Rechercher sur cgjung.net Espace Francophone Jungien
Accueil    C.G. jung    Son oeuvre    Articles    Séminaires    Ressources    Livre Rouge    Sites jungiens    Contact

Espace Francophone Jungien menu



Bernard Long

Bernard Long, médecin homéopathe, publie plusieurs textes sur l’homéopathie et les symboles.

 

Ses recherches s’appuient également sur les travaux de C.G. Jung.

Le sujet sepia se fait un sang d’encre

L’encre de seiche est noire.
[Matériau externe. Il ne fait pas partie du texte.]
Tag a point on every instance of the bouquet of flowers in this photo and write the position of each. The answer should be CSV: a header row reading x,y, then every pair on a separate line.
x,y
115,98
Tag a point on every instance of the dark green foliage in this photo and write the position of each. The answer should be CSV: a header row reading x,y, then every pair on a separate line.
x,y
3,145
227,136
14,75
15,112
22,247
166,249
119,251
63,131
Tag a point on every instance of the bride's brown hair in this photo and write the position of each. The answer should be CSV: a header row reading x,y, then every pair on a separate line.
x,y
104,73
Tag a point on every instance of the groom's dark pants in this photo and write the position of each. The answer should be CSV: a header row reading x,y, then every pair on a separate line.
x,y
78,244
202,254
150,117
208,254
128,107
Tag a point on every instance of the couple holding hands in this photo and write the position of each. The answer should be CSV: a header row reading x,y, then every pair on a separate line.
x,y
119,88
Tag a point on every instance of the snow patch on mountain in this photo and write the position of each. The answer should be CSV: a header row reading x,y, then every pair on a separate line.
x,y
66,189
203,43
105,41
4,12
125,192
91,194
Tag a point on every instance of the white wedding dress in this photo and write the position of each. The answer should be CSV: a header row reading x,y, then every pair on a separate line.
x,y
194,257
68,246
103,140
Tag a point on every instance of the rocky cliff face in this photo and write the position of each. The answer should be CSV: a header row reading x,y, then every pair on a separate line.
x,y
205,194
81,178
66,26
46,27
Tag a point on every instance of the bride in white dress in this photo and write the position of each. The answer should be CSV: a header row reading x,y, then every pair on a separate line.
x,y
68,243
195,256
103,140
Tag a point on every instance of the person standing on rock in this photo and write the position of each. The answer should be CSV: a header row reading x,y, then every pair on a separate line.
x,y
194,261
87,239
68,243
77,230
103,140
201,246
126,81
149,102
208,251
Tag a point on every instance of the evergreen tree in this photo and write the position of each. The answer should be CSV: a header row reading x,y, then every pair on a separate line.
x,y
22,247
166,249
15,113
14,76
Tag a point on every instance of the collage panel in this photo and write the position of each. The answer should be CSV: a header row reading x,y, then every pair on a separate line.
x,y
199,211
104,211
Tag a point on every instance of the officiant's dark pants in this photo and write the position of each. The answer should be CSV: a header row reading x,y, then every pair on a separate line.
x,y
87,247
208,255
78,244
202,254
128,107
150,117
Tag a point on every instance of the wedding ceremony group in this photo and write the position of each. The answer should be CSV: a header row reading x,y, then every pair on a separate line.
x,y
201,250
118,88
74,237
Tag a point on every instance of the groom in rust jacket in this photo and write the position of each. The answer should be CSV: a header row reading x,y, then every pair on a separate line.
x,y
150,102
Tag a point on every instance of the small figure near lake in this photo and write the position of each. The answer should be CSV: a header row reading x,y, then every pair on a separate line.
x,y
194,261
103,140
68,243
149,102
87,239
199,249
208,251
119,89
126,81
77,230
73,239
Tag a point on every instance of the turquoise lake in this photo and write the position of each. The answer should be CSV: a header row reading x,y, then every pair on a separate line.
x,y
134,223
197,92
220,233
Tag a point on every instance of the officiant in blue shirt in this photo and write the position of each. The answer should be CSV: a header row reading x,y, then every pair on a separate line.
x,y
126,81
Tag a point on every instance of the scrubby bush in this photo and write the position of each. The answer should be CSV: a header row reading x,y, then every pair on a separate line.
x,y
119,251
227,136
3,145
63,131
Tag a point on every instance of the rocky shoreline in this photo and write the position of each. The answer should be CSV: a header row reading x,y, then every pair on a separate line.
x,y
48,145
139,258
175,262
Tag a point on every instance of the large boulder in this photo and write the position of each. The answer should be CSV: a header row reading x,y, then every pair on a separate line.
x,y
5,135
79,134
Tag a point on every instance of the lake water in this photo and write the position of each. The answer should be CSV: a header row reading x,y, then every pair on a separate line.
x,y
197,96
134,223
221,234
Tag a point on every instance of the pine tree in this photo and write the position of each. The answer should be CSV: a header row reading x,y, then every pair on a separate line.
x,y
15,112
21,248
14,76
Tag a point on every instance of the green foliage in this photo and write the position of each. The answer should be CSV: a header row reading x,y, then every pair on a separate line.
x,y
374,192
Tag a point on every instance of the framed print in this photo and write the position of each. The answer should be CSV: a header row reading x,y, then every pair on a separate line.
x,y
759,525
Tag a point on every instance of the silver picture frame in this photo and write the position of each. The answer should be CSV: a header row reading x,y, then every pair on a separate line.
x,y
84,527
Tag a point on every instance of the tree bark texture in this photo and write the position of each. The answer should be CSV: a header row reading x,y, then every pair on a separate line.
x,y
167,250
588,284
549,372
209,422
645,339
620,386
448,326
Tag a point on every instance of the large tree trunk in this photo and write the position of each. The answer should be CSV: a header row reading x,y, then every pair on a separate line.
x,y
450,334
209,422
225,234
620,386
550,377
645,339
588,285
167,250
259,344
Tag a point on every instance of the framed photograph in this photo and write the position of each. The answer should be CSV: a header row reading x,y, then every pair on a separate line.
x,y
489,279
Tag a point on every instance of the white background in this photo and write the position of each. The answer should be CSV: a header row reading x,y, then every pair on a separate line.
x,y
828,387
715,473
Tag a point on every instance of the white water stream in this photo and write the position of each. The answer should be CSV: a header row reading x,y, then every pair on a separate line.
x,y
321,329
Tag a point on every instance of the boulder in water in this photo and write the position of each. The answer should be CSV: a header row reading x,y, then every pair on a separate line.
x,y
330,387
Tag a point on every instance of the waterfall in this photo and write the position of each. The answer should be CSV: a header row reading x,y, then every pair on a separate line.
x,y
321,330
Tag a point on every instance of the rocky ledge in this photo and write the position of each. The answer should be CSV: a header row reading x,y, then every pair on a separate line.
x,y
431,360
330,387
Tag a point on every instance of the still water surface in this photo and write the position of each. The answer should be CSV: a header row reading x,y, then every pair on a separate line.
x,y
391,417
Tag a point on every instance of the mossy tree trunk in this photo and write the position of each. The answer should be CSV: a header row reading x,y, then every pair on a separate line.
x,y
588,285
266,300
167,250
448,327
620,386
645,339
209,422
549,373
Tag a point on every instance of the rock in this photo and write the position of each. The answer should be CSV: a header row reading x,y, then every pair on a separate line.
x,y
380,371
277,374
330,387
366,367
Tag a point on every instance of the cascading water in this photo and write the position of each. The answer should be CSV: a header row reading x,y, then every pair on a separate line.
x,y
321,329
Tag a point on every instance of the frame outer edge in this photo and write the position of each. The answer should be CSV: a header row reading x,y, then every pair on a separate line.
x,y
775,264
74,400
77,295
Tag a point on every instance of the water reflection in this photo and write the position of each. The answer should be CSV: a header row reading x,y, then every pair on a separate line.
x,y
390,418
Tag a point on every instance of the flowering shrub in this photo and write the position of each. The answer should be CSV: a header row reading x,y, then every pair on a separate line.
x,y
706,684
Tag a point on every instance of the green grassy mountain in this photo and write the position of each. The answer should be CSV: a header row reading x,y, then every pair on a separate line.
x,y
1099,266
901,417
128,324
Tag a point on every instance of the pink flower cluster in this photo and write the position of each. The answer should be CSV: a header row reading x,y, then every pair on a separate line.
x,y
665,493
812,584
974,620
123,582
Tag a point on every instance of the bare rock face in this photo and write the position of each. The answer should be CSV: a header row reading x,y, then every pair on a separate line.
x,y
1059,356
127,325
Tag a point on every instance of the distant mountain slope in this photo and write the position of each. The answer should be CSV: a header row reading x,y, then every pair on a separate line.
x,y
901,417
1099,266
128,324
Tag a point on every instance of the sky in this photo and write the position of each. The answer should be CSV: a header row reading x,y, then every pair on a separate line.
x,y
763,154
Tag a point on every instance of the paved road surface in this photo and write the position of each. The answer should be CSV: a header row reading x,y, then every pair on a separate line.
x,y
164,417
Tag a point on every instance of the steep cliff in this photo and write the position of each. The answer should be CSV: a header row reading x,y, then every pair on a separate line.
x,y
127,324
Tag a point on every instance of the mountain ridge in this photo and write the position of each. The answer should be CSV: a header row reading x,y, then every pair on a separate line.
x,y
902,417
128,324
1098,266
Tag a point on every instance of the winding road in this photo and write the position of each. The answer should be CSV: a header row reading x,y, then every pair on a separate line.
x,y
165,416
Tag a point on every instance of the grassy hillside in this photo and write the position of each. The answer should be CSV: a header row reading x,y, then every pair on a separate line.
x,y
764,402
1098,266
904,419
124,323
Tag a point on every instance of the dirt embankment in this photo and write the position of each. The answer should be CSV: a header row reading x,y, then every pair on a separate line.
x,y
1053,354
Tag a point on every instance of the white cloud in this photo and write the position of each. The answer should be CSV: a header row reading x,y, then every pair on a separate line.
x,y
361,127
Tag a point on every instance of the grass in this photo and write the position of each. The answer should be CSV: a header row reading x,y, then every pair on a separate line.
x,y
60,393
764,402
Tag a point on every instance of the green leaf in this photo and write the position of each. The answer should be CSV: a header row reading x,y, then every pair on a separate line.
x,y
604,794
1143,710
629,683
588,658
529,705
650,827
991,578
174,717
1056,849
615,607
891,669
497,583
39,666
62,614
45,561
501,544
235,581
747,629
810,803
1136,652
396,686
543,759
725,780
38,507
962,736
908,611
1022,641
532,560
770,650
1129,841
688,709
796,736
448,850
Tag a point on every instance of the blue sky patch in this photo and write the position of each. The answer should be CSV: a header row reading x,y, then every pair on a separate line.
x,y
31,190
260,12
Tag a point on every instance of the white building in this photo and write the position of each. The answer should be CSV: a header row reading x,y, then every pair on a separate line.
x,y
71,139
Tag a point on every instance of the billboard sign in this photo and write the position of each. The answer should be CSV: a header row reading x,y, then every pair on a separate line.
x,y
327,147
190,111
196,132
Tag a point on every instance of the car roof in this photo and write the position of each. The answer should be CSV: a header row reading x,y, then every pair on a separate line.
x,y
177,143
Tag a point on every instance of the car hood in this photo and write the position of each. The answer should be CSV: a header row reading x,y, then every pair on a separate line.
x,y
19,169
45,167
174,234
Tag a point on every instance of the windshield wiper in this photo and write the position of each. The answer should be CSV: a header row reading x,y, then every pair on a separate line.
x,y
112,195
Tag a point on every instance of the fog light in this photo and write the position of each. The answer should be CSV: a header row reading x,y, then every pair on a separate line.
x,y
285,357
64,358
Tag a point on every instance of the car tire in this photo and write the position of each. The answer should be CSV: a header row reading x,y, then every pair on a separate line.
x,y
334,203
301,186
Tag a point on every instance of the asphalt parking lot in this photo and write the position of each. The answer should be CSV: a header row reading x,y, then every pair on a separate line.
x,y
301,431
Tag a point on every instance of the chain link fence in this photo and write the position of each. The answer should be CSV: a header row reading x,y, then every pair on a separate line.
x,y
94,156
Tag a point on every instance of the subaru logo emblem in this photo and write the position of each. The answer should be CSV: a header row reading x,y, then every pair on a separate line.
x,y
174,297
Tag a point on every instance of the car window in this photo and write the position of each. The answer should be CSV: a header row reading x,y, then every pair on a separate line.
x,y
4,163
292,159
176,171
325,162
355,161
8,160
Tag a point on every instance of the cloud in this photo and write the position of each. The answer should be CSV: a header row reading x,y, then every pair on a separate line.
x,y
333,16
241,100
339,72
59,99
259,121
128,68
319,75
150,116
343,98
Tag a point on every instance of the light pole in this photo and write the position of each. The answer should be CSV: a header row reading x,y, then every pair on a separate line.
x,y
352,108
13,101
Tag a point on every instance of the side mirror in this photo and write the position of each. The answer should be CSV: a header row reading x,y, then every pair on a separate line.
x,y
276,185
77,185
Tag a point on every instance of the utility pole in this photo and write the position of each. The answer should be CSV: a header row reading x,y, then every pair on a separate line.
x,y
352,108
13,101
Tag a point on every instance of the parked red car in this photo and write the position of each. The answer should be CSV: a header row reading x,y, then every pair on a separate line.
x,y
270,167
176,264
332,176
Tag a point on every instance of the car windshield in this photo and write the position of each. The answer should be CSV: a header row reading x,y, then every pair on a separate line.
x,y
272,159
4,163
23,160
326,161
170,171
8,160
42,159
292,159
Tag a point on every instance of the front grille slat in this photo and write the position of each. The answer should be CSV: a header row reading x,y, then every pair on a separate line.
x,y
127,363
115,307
Le sujet sepia va agir, mais il aura la « difficulté d’être ». Il passe son temps à se mouvoir, parfois à fuir dans une course éperdue à l’action et, en cas de danger, il tente de s’échapper en se précipitant vers l’ombre, la solitude et une froideur stérilisante.

Sepia la seiche

La seiche est un céphalopode qui peut être assez grand. Son corps est de forme ovale, assez large et aplati. Elle a deux grands yeux. La bouche est entourée de dix tentacules, deux longs et huit courts (sepia octopoda soit la seiche à huit pieds), dont elle se sert pour chasser.

La seiche, avec ses huit pieds, est un animal véloce qui sait se dissimuler en adaptant sa couleur au milieu, en se cachant derrière son nuage d’encre noire. Elle fuit l’autre, elle fuit la lumière, pour mieux se dissimuler, pour être plus efficace dans la saisie de ses proies, tout cela grâce à un appareil locomoteur performant.

Elle adapte sa couleur à celle du milieu et se tient tapie, immobile au-dessus du fond face à sa proie. Sa chasse est nocturne. Elle propulse brutalement ses deux longs tentacules munis de ventouses sur sa cible et les ramène ensuite pour engloutir l’animal dans son bec où elle déchire sa proie en lui injectant une toxine. La seiche peut se déplacer très vite. Elle expulse de l’eau par un siphon situé près de sa tête et peut masquer sa fuite en lançant de l’encre.

L’encre de seiche est noire. Elle est contenue dans une poche. Hahnemann écrit à son propos :

« Ce liquide brun noir est contenu dans une poche dans la partie inférieure du gros animal marin, la seiche et, de temps en temps, elle en éjecte pour assombrir l’eau autour d’elle, vraisemblablement pour s’assurer ainsi de sa proie, ou aussi pour se cacher de ses ennemis ».

Sepia homéopathique

On trouve sepia chez Hahnemann dans les « Maladies chroniques ». Hartmann en donne la préparation :

« Un grain de cette substance en poudre est étendu dans du sucre de lait jusqu’au millionième, et ensuite traité comme tous les médicaments antipsoriques ».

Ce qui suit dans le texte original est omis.